This year we are seeing a number of instances of governments attempting to raise their revenues by "instructing" the organisations that they own to increase their dividend payments. This is just a tax by another name.
In some cases it's quite explicit, such as the Auckland Council requiring Ports of Auckland to "double its dividend from a 6 per cent rate of return to 12 per cent over five years" (Auckland port expansion plan put on hold, 7 March), and central government "expecting" Housing New Zealand to double its 2010/11 dividend in two years ("Put on hold then cut off: brave new world of Housing NZ's call centre", NZ Herald, 7 March). In other cases such in the pressures being placed on the Ministries of Police and Foreign Affairs, the cost savings required are equivalent to the imposition of a dividend requirement.
Legally, an enterprise's profit is a surplus, what's left over from revenues once costs have been paid. Thus dividends, the distributed part of that profit, can be expected to vary considerably from year to year, given the variability of such surpluses.
In reality however, the requirement from shareholders for dividends is not unlike the requirement of labourers for wages.
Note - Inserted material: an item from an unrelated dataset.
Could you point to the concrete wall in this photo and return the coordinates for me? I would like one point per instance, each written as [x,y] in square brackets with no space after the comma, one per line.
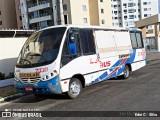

Economists understand that dividends really represent part of firms' costs. This is most true where firms are large and have a single controlling owner. That is, this is generally true of firms which are "public" in either sense of that word; listed on the stock exchange, or owned by a central or local government authority.
Governments are under pressure to treat the enterprises they own as cash cows, especially when they need to raise taxes (or rates) but are under strong political pressure not to do so. In the case of the Auckland Council, the much-needed improvements to inner-city rail have to be funded somehow. In the absence of central government support, the Council's obvious targets are the businesses that it owns.